- Born: 1944 (age 81–82) Rome, Italy
- Education: Sapienza University of Rome Harvard Law School
- Occupations: Chairman, Tom Ford International
- Spouse: Eleanore Leavitt De Sole
- Children: 2 daughters

= Domenico De Sole =

Italian businessman, chairman of Tom Ford International

Domenico De Sole (born 1944) is an Italian businessman, chairman of Tom Ford International, current director of Acamar Partners, former chairman of Sotheby's, and former president and CEO of Gucci Group.

==Early life==
Domenico De Sole was born in Rome, Italy in 1944, the son of a Royal Italian Army General. He graduated from the Sapienza University of Rome in 1970 with a law degree, and then received a scholarship for Harvard Law School, where he received an LLM degree in 1972.

==Career==
De Sole worked for leading U.S. law firms before becoming a partner at the Washington DC firm Patton, Boggs & Blow, specializing in tax law. One of his clients in the early 1980s was Gucci, where he helped with corporate restructuring, and Rodolfo Gucci, a son of the founder Guccio Gucci, enticed De Sole to join in 1984 as CEO of Gucci America.

De Sole was president and CEO of Gucci Group from 1994 to 2004. During his tenure De Sole guided the brand from near bankruptcy to a luxury conglomerate that included Yves Saint Laurent, Bottega Veneta, Balenciaga, Alexander McQueen, Stella McCartney, and Sergio Rossi. De Sole has been chairman of Tom Ford International since the company was founded in 2005.
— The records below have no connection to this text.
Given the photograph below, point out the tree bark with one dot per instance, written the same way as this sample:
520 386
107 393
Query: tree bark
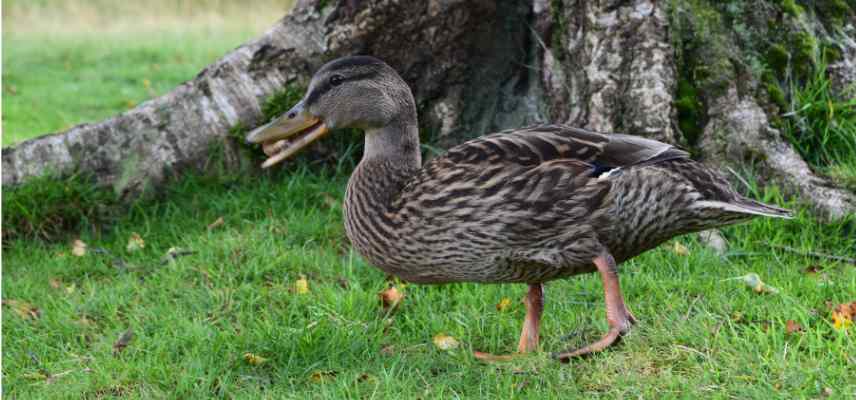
477 67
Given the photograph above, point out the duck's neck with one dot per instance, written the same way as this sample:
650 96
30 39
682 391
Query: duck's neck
390 160
396 144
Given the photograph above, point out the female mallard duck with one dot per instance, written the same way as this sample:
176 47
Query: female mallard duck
527 205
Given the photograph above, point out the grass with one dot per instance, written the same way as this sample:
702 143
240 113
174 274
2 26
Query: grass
70 62
195 319
822 127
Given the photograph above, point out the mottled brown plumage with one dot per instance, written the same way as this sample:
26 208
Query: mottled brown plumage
528 205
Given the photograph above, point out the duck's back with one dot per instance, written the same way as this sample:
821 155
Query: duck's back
529 205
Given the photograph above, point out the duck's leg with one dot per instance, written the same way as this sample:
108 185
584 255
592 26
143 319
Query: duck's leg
617 315
529 335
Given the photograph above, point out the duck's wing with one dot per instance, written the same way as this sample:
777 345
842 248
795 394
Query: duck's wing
534 167
538 144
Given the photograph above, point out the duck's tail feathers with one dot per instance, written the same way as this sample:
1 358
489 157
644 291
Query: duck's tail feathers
748 207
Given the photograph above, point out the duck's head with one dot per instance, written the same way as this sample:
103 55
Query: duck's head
351 92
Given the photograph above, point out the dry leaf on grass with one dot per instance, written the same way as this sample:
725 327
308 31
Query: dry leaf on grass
301 286
78 248
24 310
216 224
792 327
173 253
123 341
812 269
322 376
680 249
492 358
503 304
135 242
842 315
754 281
329 200
390 298
254 360
445 342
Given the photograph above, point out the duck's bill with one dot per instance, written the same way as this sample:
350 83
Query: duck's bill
287 135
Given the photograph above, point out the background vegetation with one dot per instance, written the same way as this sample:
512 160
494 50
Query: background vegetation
244 286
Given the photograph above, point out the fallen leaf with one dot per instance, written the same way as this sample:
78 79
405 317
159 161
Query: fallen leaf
842 315
812 269
174 253
322 376
754 281
492 358
445 342
503 304
254 360
680 249
123 341
23 309
301 286
713 239
135 242
390 298
216 224
78 248
329 200
792 327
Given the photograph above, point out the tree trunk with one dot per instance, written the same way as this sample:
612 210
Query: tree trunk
684 72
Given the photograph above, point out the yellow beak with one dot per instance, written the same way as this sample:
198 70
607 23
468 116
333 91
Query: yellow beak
288 134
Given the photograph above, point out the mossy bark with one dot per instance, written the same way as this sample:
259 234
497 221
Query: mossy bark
704 74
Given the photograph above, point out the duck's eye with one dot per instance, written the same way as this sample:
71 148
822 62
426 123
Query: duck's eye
336 80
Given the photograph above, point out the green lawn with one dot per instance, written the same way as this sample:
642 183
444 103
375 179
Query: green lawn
53 83
195 319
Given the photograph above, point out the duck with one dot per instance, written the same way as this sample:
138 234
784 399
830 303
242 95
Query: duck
528 205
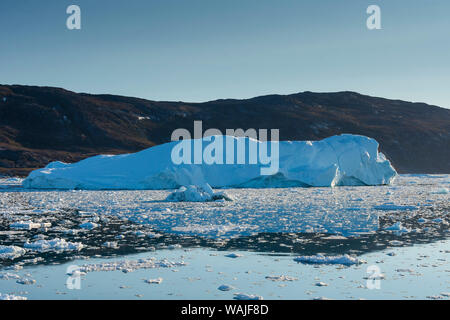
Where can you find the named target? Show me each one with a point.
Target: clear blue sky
(198, 50)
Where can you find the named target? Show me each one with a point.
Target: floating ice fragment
(339, 160)
(28, 225)
(11, 252)
(193, 193)
(225, 287)
(88, 225)
(244, 296)
(281, 278)
(397, 227)
(11, 297)
(154, 281)
(233, 255)
(393, 207)
(321, 259)
(53, 245)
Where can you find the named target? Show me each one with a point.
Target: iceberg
(343, 160)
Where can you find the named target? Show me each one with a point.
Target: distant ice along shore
(344, 160)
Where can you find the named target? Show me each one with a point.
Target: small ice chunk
(11, 252)
(29, 225)
(53, 245)
(11, 297)
(281, 278)
(321, 284)
(225, 287)
(193, 193)
(88, 225)
(397, 227)
(321, 259)
(244, 296)
(154, 281)
(233, 255)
In March 2015, De Sole became chairman of the international auction house Sotheby's, working alongside president and CEO, Tad Smith, whose appointment was announced on the same day. De Sole stepped down November 2019 following the sale of the company.

De Sole serves on the Boards of Pirelli and Ermenegildo Zegna. He has previously served as a director of Gap Inc., Telecom Italia, Bausch & Lomb, Delta Air Lines, Newell Brands, and Procter & Gamble.

==Personal life==
De Sole and his wife Eleanore Leavitt De Sole live on Hilton Head Island in South Carolina. Eleanore De Sole has served on the boards of the Savannah College of Art and Design, Georgia, and the Aspen Art Museum, Colorado.

They have two daughters. Laura De Sole, Global Product Marketing Vice President at The Estée Lauder Companies, married Benjamin Baccash in 2013. Eleanore Richards "Rickie" De Sole, Executive Fashion Director of Vogue.com, married Derek Webster in 2012.

In 2016, the De Soles sued the Knoedler gallery, New York, for selling them a fake Mark Rothko painting.

==In popular culture==
In the 2021 film House of Gucci, directed by Ridley Scott, De Sole was portrayed by actor Jack Huston.